Класс мутации можно проставить в разделе отчёта с клиническими рекомендациями.

  1. Ссылки на вариант во встроенных модулях: - модуль визуализации варианта в геноме, - страница детальной информации о варианте в SNV Viewer (вкладка "Аннотация").

Под строкой варианта может быть приведён текст интерпретации варианта, если она была добавлена, как описано здесь.

Исключение вариантов из отчёта#

Вариант можно исключить из отчёта, наведя курсор мыши не его строку и нажав на появившуюся корзину . В появившемся окне необходимо подтвердить исключение варианта:

Такой вариант перестанет быть включённым в отчёт (активированная кнопка ) и на странице SNV Viewer.

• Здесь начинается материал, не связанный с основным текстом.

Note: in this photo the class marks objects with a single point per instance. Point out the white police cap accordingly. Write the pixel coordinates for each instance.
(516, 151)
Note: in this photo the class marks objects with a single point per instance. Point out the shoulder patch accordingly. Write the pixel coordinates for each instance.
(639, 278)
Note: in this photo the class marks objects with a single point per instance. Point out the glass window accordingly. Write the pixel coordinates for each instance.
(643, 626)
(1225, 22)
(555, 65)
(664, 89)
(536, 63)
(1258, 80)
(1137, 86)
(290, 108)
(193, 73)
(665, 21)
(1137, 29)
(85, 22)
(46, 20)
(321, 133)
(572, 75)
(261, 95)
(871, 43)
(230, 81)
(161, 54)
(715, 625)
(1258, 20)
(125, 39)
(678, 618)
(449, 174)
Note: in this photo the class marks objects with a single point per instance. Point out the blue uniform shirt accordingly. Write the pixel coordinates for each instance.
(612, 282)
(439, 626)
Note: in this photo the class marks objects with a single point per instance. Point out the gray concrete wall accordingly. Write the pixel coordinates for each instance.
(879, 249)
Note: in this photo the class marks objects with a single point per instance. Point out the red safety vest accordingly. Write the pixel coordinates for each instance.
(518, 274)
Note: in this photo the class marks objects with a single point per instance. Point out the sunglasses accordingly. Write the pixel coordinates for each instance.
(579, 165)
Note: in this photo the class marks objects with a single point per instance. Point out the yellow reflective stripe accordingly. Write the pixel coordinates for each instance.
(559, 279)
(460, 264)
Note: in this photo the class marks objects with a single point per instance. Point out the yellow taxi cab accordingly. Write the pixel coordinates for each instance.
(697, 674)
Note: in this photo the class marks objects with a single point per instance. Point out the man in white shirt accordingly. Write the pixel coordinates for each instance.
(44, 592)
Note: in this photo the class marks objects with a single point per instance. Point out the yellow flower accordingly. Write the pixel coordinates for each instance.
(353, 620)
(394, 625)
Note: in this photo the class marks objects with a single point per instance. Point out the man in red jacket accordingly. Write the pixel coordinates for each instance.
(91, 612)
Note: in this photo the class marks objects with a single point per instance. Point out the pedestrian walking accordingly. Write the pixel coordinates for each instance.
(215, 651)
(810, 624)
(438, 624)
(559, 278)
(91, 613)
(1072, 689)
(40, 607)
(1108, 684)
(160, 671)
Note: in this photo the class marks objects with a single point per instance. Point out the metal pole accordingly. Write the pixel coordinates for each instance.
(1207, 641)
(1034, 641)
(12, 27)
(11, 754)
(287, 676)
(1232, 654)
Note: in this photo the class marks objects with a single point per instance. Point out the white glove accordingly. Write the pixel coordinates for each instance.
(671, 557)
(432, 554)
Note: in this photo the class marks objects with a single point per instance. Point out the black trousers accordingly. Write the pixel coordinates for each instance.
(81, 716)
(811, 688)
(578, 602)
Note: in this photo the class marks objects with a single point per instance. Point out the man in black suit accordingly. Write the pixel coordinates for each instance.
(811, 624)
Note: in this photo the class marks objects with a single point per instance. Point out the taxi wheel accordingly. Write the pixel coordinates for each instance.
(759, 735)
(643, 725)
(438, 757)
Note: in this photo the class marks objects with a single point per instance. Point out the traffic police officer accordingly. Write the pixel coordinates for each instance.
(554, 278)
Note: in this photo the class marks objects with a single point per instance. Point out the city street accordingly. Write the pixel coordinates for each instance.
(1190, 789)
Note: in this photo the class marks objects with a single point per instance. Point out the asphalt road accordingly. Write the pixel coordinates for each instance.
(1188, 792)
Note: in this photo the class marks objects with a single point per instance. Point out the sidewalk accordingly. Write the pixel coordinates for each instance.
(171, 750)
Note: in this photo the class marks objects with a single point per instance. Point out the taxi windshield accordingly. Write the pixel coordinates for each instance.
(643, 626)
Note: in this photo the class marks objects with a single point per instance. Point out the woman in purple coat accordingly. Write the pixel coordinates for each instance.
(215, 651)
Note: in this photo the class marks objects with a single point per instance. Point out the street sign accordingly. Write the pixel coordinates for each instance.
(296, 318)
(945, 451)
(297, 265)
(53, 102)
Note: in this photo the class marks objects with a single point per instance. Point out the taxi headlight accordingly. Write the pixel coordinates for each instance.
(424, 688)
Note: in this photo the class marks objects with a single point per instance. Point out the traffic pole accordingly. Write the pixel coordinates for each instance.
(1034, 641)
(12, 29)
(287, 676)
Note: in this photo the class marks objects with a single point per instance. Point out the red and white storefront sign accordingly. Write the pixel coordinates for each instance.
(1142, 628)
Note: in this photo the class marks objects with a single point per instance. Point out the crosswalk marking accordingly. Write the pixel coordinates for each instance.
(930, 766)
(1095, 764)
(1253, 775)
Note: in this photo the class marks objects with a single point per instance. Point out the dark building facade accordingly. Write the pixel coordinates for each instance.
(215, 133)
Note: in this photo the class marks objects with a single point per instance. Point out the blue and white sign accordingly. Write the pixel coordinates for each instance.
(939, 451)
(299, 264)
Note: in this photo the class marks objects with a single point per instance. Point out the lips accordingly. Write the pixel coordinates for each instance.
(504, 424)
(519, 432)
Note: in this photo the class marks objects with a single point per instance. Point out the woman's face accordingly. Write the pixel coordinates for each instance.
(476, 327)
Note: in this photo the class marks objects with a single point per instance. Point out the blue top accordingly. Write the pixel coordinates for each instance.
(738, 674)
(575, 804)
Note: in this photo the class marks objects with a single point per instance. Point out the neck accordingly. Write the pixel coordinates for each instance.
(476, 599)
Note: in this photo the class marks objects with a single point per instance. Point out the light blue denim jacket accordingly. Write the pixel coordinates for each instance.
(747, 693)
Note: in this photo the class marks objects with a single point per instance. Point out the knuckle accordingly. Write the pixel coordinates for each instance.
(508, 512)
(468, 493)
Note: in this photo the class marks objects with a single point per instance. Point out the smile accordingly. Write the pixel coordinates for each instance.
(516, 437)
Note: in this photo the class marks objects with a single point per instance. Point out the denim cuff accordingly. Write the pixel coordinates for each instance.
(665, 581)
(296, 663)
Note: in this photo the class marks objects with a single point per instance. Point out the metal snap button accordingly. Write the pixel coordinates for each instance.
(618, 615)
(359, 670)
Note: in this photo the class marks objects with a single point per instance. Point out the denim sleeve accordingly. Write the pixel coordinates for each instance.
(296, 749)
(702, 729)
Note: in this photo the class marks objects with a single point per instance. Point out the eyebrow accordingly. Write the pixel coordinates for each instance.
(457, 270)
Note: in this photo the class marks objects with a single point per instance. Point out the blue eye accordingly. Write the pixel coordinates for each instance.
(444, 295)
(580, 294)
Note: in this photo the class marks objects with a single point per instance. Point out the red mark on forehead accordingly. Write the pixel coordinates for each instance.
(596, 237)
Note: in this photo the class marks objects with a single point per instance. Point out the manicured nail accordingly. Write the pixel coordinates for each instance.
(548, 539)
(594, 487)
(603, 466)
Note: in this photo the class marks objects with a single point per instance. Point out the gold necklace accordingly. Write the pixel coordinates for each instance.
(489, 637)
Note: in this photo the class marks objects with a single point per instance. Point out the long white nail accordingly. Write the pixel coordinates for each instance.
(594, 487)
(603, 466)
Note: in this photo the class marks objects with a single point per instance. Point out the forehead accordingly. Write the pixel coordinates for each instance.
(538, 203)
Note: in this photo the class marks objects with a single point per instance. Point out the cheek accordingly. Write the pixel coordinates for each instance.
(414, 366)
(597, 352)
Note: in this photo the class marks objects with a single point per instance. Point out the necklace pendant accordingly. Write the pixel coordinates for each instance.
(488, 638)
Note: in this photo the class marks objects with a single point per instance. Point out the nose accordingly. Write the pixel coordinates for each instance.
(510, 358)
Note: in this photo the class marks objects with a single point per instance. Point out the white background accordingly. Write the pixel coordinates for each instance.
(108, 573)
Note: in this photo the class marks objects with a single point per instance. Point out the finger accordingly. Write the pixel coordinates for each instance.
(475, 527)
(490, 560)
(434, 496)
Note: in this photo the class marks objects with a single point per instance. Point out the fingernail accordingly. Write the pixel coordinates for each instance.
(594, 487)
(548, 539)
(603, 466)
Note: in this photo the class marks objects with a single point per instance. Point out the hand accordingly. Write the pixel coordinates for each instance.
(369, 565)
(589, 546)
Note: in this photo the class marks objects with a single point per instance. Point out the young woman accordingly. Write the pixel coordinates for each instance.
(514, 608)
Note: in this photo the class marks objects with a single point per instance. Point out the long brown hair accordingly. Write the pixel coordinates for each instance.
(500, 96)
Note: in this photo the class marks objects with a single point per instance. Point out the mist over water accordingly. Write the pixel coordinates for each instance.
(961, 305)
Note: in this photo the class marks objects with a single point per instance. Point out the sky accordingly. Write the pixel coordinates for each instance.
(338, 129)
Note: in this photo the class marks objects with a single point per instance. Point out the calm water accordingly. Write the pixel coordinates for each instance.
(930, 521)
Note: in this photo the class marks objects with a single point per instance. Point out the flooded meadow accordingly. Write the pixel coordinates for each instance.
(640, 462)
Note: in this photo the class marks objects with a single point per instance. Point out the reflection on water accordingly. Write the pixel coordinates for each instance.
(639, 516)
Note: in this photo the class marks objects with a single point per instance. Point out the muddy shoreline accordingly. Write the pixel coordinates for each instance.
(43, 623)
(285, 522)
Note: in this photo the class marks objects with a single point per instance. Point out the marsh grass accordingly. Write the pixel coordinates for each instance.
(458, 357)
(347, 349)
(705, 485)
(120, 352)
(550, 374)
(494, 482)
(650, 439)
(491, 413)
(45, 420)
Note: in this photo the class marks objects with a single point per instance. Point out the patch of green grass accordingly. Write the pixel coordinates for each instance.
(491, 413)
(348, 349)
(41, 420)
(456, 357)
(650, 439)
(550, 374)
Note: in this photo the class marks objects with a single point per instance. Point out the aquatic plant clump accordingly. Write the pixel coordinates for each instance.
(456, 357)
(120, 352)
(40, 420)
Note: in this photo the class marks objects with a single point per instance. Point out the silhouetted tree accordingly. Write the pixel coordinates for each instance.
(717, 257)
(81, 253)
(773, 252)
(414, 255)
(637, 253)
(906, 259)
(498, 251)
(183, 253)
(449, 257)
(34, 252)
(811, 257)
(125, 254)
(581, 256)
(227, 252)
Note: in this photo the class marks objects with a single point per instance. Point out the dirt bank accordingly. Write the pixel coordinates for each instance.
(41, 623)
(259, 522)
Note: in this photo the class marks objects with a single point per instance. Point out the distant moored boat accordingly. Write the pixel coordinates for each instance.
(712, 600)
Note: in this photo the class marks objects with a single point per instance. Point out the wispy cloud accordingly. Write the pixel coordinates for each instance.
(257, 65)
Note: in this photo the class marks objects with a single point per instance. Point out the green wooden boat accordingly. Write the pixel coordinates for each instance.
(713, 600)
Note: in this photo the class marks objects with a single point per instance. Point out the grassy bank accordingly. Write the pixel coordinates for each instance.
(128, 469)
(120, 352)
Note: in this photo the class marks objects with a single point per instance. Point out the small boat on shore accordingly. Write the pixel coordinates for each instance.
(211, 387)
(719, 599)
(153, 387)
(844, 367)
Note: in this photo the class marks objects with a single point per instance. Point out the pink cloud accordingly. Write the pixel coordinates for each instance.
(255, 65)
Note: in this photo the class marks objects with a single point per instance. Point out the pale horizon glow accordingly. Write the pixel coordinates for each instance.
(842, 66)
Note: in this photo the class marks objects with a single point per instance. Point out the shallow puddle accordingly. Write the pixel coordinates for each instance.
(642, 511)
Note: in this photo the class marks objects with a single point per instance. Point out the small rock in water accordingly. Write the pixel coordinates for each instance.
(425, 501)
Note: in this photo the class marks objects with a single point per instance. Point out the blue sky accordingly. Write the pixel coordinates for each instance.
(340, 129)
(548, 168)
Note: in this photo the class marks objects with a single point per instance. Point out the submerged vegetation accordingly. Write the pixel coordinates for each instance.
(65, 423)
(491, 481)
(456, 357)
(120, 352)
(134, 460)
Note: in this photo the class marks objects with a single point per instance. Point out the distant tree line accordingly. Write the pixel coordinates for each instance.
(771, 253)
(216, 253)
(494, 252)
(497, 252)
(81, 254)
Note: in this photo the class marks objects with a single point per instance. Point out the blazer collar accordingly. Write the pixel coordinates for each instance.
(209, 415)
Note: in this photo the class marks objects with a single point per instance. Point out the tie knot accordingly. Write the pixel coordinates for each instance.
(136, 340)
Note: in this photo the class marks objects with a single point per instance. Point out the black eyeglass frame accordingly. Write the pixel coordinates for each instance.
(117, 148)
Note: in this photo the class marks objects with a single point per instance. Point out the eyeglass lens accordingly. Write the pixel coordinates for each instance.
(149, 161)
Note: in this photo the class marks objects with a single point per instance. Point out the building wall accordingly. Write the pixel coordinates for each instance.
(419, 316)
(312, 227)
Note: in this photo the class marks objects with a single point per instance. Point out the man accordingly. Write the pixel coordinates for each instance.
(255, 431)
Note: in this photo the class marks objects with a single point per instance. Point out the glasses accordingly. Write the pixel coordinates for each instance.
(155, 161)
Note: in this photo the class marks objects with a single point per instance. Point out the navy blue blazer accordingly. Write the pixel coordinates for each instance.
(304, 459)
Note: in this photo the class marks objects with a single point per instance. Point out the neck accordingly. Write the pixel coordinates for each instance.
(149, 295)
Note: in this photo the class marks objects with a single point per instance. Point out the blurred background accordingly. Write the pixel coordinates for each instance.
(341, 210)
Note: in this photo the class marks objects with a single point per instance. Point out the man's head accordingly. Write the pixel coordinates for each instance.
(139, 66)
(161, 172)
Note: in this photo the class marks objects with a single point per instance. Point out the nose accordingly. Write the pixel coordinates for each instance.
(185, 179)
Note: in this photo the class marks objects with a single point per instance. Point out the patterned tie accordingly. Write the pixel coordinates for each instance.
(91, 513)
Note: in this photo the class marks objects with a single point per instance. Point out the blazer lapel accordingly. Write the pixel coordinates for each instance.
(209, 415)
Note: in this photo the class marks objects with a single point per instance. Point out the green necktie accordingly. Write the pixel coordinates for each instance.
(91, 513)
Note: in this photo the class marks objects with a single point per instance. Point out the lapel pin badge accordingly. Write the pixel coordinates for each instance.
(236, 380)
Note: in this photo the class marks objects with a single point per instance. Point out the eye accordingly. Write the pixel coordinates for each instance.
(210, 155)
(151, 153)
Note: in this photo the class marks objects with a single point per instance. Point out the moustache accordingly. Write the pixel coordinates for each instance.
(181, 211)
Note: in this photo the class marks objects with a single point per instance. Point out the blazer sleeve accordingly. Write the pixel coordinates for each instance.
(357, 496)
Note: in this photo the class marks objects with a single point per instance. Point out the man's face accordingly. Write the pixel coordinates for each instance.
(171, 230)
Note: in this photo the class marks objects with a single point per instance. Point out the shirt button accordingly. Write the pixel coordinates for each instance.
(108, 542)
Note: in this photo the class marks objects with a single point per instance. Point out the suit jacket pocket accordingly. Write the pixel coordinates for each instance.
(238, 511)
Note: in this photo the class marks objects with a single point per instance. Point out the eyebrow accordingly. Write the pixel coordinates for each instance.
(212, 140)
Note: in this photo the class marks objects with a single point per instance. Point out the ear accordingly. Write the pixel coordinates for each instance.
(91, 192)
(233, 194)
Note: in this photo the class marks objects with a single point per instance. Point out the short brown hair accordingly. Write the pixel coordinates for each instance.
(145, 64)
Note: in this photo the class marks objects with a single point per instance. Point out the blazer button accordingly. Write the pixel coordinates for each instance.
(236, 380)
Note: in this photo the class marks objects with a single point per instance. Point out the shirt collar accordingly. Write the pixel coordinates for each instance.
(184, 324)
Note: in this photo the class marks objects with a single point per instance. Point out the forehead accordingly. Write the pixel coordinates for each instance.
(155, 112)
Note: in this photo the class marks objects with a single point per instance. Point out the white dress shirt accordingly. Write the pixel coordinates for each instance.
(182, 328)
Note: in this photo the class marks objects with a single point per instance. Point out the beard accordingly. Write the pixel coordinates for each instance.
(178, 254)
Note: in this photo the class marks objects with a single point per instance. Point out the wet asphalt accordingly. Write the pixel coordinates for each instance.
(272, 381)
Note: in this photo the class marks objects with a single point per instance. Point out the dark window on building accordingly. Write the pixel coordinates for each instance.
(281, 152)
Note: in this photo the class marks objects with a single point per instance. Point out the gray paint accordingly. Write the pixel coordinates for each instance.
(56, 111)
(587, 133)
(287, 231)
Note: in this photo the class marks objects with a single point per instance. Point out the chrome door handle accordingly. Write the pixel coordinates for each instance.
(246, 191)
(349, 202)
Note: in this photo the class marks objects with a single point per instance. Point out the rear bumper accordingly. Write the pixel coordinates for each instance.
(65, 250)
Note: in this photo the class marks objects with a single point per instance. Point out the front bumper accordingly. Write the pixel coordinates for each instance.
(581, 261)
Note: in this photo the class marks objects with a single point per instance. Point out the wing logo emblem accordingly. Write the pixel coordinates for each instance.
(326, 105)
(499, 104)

Раздел отчёта с клиническими рекомендациями#

  • Соответствует блоку шаблона "Онко: Клинические рекомендации для SNVs/Indels, выбранных пользователем для добавления в отчёт".
  • Под описанием раздела - поля с выбором (1) онкологического заболевания, (2) его стадии и (3) уточнения стадии, которые были определены у пациента на момент взятия материала образца секвенирования, (4) линии терапии, используемой для лечения заболевания пациента на момент взятия материала образца секвенирования, (5) класса мутации (см. описание выше).

  • Если поля, необходимые для однозначного определения клинических рекомендаций для пациента, (онкологическое заболевание, стадия, уточнение) не выбраны, то рекомендации не отобразятся.

Экспорт отчёта#

Отчёт с результатами онко-генетического тестирования можно скачать в формате PDF. Для этого нажмите на кнопку в правом верхем углу страницы отчёта.